Interactive Learning from Vision and Touch

The virtuoso plays the piano with passion, poetry and extraordinary technical ability. As Liszt said (a virtuoso) “must call up scent and blossom, and breathe the breath of life. ” Despite recent advances,  how to enable a robot to accurately, naturally and poetically play the piano remains an open and largely unexplored question. While rule-based methods with pure vision achieve some success, we believe learning-based approaches with multi-modal sensory data are ultimately needed for handling complex and delicate performance. In this work, we advocate a learning-based paradigm with vision, audio and touch sensors for robot piano playing that leverages the state-of-the-art reinforcement learning algorithms. Compared with traditional methods, learning-based methods can learn from a large amount of data that are easily accessible and hence automatically learn to interpret pieces that are hard to manually design.



We aim at piano playing with robot hands. While many sheet music pieces provide detailed dynamic and articulation instructions, there is no fixed interpretation due to different styles of pianists. We aim to learn these styles with the robot hand that has multi-modal sensors. Toward this goal, we built our own piano simulator with DIGIT sensors. We present the first and initial effort to let a robot play the piano stylistically.
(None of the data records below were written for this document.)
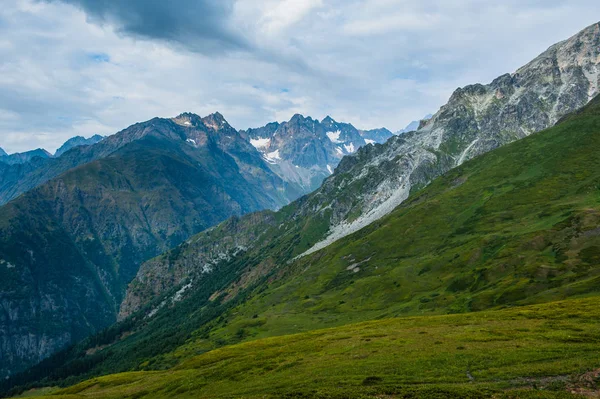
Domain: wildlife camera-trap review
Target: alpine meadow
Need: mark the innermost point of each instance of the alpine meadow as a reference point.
(309, 257)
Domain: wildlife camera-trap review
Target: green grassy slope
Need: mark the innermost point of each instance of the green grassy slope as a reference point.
(536, 351)
(516, 226)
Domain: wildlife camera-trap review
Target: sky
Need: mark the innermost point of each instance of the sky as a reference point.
(84, 67)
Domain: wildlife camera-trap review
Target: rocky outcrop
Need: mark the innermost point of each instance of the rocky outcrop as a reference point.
(76, 142)
(24, 157)
(377, 178)
(304, 151)
(69, 247)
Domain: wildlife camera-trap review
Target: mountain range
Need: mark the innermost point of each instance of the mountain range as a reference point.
(470, 212)
(373, 182)
(91, 214)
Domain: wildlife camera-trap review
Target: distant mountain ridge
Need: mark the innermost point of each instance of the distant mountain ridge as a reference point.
(376, 179)
(414, 125)
(70, 246)
(77, 141)
(24, 157)
(305, 151)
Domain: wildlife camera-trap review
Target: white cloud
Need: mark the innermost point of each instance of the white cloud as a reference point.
(372, 63)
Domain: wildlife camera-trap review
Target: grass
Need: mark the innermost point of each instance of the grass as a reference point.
(539, 349)
(517, 226)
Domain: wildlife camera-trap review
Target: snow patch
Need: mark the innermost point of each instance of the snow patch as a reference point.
(349, 148)
(463, 156)
(260, 143)
(334, 136)
(272, 157)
We have built a suitable environment for piano performance with human-like dexterous hands. In this environment, we also enabled a graphics based touch sensor simulator to mimic the DIGIT sensor in the real world.

On top of the simulator, we have learned an RL agent that can read music scores and provide correct performance in terms of notes and note velocity.  This work will be served as an initial step toward poetic music performance in for robotics.